There exists many classical solution to the above problem, the most commonly used are the following:

To increase the transformation step, to reach convergence, and then to refine with a smaller step starting from the new state.

To decrease the resolution of the Grid-Model, to reach convergence, and then to refine with a higher resolution starting from the new state.

To use more than one correlation function.

All of the above solutions were attempted, but none showed satisfactory results, especially in the presence of noise.

Volume versus Surface Matching

A proposed method to overcome the problem of poor correlation is by transforming the surfaces to be matched to volumes. The beneficial effect on the correlation function can be visualized by examining Figure 5.13. The best transformation for the blue cylinder to match the red cylinder is to pitch towards the x-axis, or to slide in the directions of the y-axis. At that point, the volume intersection clearly increases. This is not the case for surface intersection, which is not predictable.
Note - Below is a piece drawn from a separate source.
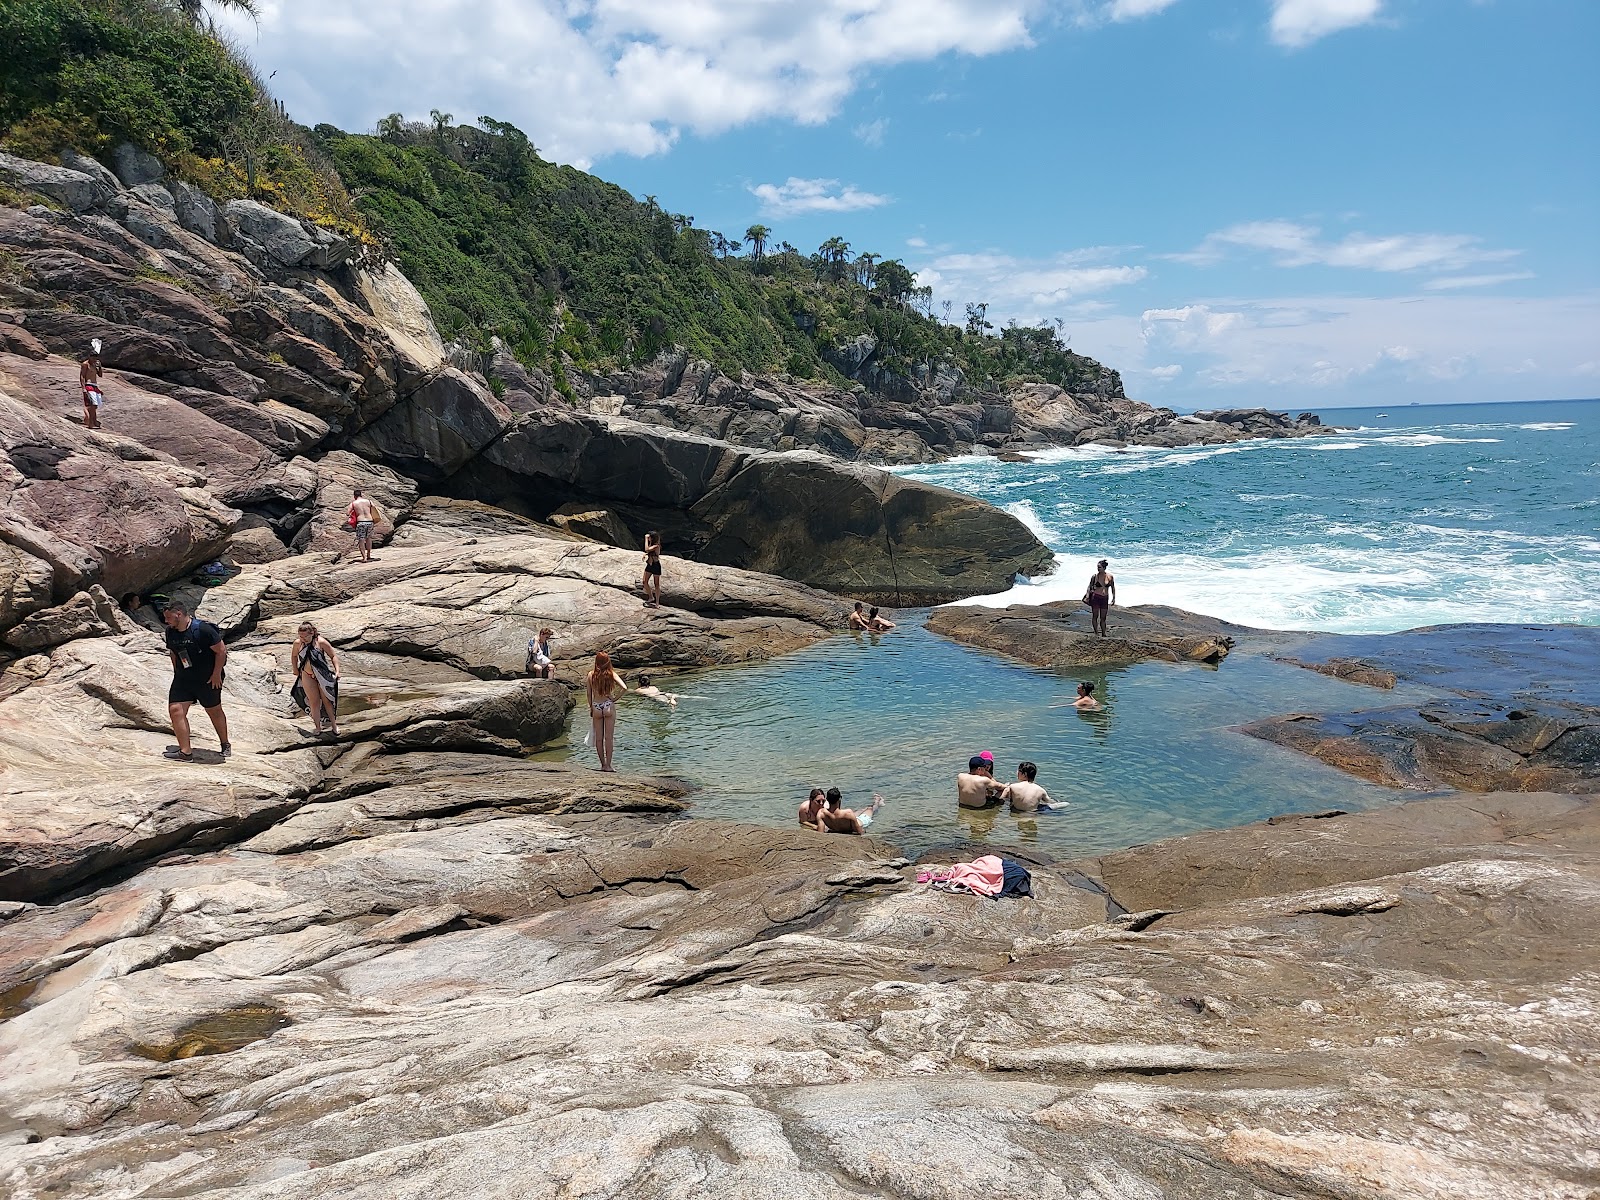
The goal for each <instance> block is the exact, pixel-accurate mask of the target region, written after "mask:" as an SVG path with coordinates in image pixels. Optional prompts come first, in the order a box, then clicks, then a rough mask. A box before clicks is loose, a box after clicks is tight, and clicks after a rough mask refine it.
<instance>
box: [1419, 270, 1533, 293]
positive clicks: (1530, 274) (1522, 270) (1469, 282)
mask: <svg viewBox="0 0 1600 1200" xmlns="http://www.w3.org/2000/svg"><path fill="white" fill-rule="evenodd" d="M1520 278H1533V272H1531V270H1507V272H1506V274H1502V275H1442V277H1440V278H1430V280H1429V282H1427V283H1424V285H1422V286H1424V288H1427V290H1429V291H1454V290H1459V288H1493V286H1494V285H1496V283H1514V282H1517V280H1520Z"/></svg>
Figure 5.13 The volume intersection of the two cylinder yields a better correlation than the surface intersection.

Transforming the CT scans to a volume is clearly a simple task, performed off-line. However, the acquired cuts which contain some noise, will not have a closed shape. Based on the above discussion, the following final procedure is proposed.
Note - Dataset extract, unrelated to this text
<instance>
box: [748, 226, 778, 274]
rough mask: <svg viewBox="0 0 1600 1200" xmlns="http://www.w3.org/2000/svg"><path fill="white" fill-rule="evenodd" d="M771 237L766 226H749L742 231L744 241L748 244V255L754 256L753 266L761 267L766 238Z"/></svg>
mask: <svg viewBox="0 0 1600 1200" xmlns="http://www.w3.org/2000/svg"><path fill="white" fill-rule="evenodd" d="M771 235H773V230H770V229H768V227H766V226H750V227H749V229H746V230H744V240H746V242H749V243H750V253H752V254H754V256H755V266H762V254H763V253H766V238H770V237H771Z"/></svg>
The CT scans are transformed into a volume by flooding the inside of the cuts.

The acquired image is kept as a "cloud" of surface points.

The two models are matched using a least square correlation criterion with a large step size.
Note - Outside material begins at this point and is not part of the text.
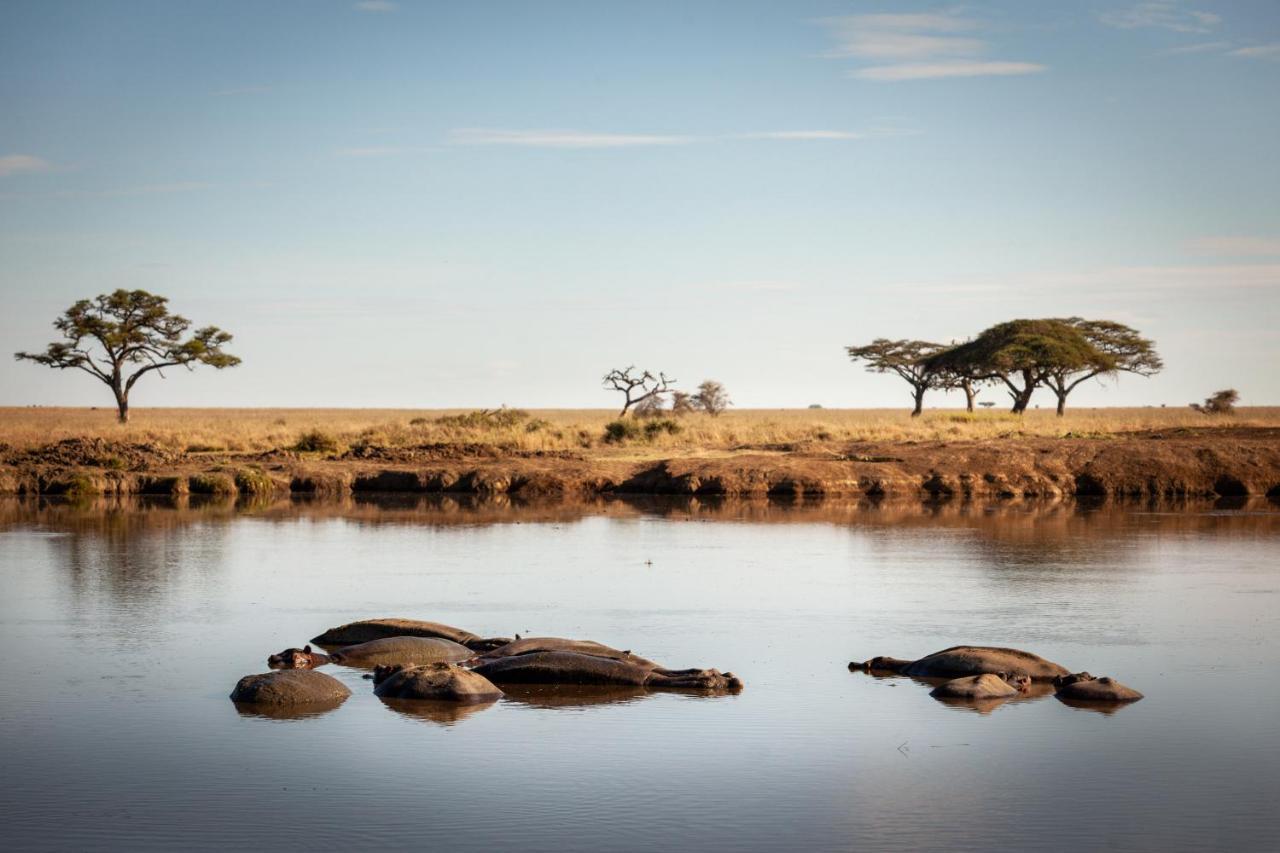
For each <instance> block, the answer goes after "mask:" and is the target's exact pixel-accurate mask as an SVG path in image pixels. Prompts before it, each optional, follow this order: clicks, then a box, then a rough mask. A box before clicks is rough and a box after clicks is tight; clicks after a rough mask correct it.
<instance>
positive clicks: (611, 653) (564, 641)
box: [480, 637, 662, 670]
The step size is lowered and step 3 is repeated until the step equals one, which corresponds to the precision limit of the model.

Perform a constant step match of the acquired model with the original surface CT model.

The use of a varying step size is to accelerate even further the matching, and can also be considered as an extra precaution against local maxima. Moreover, a last step has been added to account for possible a false maximum introduced by volume-to-surface matching. In other words, after the algorithm converges with volume matching, surface matching is performed to validate and possibly refine the macth.

An analysis of the effect of noise on such a matching approach will be addressed in Chapter 6. Figure 5.14 shows the CT model with gaussian noise added to it and Figure 5.15 shows the results of matching with the original CT model.

Figure 5.14 CT model with gaussian noise.

Figure5.15 MATLAB® output of matching a noisy model at [10 6 15 -12 -6 15]. The step size and current state are shown at every instant.

The matching was performed in 19 steps, which is even less than the predicted shortest path of 64 using a non-varying step size. No surface match was necessary in this case, mainly because of the well-behaved nature of the introduced noise.